La transaction aura lieu effectivement six jours plus tard, le 11 décembre, soit quelques heures avant l'attentat: pour 400 euros, Mondjehi et Chekatt achèteront à Albert un vieux pistolet "rouillé", avec lequel le jihadiste tuera cinq personnes et en blessera 11 autres le soir-même, dans les rues du marché de Noël.

"Le vieux" aurait dû comparaître sur le banc des accusés, mais son cas a été disjoint en raison de son état de santé qui ne lui permettait pas d'être présent aux débats. Il pourrait donc être jugé seul, ultérieurement.

Stéphane B., de son côté, insiste sur le fait qu'il n'était pas présent lors de la discussion dans la cour - et aucun élément dans la procédure ne permet d'en douter. Mais c'est chez lui, dans sa cuisine, que tous les protagonistes se réuniront le 12, lendemain de l'attentat, pour s'accorder sur une version à livrer aux policiers en cas d'interpellation.

Une réunion "conspirative"

Cette réunion, qualifiée de "conspirative" par les enquêteurs, "c'est même pas moi qui l'ai organisée. Même par rapport à ça, j'ai rien à voir", se défend le trentenaire.

La semaine dernière, la cour avait examiné le rôle d'un quatrième accusé, Christian H., 34 ans, qui comparaît pour avoir fourni des armes au jihadiste, deux mois auparavant, mais pas celle ayant servi à l'attentat.

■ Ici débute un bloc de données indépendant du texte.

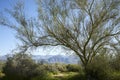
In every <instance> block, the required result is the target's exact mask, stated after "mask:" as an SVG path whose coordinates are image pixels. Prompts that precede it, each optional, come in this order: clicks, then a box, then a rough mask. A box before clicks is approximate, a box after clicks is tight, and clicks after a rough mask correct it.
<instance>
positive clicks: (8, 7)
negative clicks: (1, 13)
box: [0, 0, 64, 55]
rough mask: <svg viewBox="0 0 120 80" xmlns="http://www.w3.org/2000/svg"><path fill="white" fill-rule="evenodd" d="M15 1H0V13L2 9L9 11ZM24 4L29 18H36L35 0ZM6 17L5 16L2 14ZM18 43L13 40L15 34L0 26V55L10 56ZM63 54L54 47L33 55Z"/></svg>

Cet homme a raconté à la cour comment Mondjehi et lui avaient vendu le 19 septembre 2018 à Chekatt une kalachnikov factice - donc inutilisable -, pour 1.200 ou 1.500 euros. Autrement dit, ils avaient tenté de l'escroquer, mais bizarrement, Chekatt ne semblait pas leur en avoir tenu rigueur.

Dix jours plus tard, Christian H. avait vendu à Mondjehi une 22 long rifle à canon scié - qui n'a pas été utilisée le soir de l'attentat, et qui n'a jamais été retrouvée.

Christian H., Frédéric B. et Stéphane B. comparaissent libres, après avoir passé respectivement deux ans, près de 18 mois et 14 mois en détention provisoire. Ils encourent 10 ans de prison.